Gewöhnliches Ferkelkraut

Hypochaeris radicata

Merkmale

Das Gewöhnliche Ferkelkraut sieht auf den ersten Blick aus wie ein kleiner Löwenzahn. Mit dem es nah verwandt ist, wie auch mit Chicorée und Radicchio.

Hypochaeris radicata, wie das Ferkelkraut mit botanischem Namen heißt, wächst mehrjährig und kann zwischen 10 und 30 Zentimetern hoch werden. Seine Blütezeit dauert von Mai bis August.

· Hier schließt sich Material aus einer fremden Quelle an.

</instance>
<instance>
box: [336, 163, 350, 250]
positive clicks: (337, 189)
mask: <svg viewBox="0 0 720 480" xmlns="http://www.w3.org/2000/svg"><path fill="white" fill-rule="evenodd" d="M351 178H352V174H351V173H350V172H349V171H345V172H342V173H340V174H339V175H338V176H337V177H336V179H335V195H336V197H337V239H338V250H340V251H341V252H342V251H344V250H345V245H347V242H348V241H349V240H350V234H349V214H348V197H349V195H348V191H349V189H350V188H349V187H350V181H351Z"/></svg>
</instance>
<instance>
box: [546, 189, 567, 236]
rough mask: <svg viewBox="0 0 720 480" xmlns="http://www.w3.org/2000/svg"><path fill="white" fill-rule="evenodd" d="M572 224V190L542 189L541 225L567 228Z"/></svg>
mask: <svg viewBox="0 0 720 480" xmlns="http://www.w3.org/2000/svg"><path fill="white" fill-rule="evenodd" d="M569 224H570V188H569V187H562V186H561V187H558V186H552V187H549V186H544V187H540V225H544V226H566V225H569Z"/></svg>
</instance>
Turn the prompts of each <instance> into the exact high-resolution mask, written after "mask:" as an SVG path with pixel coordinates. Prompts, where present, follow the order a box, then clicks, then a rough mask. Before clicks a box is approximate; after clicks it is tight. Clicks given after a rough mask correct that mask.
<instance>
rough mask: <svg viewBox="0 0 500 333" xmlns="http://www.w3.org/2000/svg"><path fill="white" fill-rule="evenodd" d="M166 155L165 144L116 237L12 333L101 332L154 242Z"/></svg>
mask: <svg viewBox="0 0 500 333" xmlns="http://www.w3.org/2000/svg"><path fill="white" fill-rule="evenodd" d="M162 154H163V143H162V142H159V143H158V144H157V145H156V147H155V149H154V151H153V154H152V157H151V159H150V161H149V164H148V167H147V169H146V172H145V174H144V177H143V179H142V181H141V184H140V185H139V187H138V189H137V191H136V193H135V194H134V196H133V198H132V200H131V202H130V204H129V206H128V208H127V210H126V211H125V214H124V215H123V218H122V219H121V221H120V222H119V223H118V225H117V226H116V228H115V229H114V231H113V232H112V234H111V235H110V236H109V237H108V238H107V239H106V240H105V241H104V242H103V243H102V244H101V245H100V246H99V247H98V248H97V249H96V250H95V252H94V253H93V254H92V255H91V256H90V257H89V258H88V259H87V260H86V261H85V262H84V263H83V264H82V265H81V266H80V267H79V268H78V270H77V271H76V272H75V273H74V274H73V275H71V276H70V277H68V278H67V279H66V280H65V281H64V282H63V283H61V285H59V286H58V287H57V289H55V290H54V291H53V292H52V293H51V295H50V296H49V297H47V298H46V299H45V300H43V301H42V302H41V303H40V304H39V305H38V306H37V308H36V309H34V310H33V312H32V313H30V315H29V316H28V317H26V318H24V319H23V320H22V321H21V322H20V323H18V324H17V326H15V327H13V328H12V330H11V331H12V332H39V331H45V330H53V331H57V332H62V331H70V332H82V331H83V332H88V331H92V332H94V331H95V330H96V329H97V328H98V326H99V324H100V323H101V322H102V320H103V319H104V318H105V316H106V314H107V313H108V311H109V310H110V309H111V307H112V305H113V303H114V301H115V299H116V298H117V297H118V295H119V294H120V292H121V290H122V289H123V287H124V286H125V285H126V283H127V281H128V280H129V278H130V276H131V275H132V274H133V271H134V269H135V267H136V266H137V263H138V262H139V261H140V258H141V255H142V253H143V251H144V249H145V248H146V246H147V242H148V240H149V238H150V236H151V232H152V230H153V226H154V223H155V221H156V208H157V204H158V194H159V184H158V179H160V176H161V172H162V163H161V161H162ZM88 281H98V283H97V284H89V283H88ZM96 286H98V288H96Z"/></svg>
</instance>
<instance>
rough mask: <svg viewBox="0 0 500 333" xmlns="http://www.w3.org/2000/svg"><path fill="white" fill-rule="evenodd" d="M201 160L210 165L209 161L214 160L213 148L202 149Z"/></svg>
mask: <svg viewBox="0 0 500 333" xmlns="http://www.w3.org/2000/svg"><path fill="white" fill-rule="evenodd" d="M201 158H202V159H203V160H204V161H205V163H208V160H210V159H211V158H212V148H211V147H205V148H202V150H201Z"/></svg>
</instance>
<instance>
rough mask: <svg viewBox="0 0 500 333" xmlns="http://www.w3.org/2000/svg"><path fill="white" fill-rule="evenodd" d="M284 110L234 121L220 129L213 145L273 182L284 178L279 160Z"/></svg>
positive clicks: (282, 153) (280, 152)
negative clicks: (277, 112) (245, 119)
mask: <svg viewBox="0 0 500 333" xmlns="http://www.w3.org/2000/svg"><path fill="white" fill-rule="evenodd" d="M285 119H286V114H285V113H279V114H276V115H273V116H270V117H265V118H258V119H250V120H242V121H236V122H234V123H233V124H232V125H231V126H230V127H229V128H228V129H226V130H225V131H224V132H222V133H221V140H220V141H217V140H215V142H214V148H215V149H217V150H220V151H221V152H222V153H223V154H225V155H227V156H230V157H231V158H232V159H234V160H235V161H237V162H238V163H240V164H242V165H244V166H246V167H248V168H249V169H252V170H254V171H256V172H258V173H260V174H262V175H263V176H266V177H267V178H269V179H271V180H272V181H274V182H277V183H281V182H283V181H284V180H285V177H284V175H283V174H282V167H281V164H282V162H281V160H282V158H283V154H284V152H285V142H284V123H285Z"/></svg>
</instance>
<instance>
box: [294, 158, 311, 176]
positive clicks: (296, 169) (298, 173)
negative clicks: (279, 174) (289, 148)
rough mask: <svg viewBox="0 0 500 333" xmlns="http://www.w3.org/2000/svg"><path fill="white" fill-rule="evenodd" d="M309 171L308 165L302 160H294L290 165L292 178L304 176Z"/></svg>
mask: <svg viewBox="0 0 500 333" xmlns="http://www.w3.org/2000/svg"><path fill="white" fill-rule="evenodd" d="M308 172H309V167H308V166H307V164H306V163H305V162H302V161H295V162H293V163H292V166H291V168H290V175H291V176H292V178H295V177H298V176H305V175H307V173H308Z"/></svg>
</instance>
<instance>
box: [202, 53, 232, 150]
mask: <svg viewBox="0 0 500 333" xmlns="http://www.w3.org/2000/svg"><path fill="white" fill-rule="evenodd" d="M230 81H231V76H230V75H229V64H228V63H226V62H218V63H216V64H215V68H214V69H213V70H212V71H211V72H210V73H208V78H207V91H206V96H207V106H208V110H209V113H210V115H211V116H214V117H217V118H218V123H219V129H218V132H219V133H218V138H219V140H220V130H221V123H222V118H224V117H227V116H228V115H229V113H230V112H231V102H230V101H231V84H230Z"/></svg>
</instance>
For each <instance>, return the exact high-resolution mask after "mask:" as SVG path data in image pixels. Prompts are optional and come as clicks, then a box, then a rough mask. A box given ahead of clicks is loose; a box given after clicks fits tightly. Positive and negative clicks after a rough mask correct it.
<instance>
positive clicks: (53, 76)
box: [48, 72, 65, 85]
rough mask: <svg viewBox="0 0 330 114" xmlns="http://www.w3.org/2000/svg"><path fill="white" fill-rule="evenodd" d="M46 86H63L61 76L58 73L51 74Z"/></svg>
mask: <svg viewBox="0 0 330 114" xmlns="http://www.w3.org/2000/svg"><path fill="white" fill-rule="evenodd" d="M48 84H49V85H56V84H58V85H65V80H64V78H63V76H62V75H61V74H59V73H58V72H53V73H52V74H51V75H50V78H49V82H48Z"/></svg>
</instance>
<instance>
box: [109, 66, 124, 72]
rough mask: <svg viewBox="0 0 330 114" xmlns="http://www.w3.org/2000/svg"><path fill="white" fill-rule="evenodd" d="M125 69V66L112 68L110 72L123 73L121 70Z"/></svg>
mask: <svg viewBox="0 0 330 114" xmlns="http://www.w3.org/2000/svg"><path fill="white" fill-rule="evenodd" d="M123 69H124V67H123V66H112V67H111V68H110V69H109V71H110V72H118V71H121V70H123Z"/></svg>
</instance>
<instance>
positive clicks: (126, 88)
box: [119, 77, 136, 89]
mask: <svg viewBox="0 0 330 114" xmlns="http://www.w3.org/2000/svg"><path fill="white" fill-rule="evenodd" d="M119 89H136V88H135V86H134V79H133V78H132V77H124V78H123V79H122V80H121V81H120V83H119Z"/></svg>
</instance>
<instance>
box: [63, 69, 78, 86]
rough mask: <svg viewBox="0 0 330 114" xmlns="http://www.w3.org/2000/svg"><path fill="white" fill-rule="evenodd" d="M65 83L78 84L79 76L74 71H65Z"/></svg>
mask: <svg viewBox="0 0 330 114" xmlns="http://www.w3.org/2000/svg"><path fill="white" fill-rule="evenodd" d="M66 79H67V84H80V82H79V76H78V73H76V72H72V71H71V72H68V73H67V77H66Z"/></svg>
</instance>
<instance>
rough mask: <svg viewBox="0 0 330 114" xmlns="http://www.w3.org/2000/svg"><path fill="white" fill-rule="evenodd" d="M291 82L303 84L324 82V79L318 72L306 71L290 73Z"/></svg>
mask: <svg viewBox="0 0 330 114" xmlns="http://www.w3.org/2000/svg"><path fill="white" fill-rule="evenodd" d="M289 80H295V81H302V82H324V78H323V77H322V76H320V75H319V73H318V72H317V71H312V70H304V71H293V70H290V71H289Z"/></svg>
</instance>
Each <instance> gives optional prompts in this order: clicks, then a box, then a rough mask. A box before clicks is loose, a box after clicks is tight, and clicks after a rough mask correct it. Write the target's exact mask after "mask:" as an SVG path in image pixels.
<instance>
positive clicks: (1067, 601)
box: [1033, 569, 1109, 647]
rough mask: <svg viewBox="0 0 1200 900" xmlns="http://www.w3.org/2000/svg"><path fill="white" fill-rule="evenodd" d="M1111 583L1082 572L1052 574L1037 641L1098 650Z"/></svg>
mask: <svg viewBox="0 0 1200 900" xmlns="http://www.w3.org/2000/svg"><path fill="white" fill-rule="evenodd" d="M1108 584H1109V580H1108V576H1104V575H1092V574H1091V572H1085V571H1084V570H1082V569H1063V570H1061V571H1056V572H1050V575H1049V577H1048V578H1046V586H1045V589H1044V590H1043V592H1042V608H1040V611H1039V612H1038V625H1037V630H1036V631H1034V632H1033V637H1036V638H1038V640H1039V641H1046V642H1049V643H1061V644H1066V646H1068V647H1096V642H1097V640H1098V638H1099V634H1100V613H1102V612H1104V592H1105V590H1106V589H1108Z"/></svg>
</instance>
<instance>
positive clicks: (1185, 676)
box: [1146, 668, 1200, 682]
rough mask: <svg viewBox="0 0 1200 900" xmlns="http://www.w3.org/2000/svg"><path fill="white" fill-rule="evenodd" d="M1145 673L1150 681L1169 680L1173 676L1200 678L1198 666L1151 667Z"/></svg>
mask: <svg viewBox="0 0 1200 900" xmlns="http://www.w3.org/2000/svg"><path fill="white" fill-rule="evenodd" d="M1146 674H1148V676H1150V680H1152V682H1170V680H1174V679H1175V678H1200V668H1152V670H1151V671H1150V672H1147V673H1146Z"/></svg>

Die Wuchsform ist abhängig vom Standort. Die Blätter können flach auf dem Boden liegen oder nach oben zeigen.

Ferkelkraut Bluete

Ferkelkraut Blätter

Vorkommen

Das ursprüngliche Verbreitungsgebiet liegt in Asien (Kaukasus, Westasien), Europa und Nordafrika. Verwildert wachsend kann das Gewöhnliche Ferkelkraut auch in anderen asiatischen Regionen sowie in Australien, Neuseeland, Nord- und Südamerika anzutreffen sein (Quelle).

Hypochaeris radicata besiedelt Magerwiesen, Weiden, Böschungen, Dämme, Wegränder, Schotterwege und gelegentlich auch Mauern oder Treppen. Auch im urbanen Raum ist es anzutreffen, dort kann es auf Parkplätzen oder Schotterwegen wachsen.

Ferkelkraut in Wiese

Ferkelkraut und Schachtelhalm
Ferkelkraut mit Acker-Schachtelhalm und Berufkraut an einer Unterführung.

Bestäuber

Wie viele Pflanzen aus dem Löwenzahn-Umfeld, ist auch das Ferkelkraut eine wichtige Nahrungsquelle für Wildbienen. Diese Insekten kommen mit heimischen Pflanzen besser zurecht als mit Zierstauden. Aufgrund ihrer Größe und weil sie häufig alleine auftreten, sind sie nicht so bekannt wie die Honigbiene. Trotzdem sind sie wichtig für das Ökosystem. Wie übrigens auch die vielen anderen Insekten.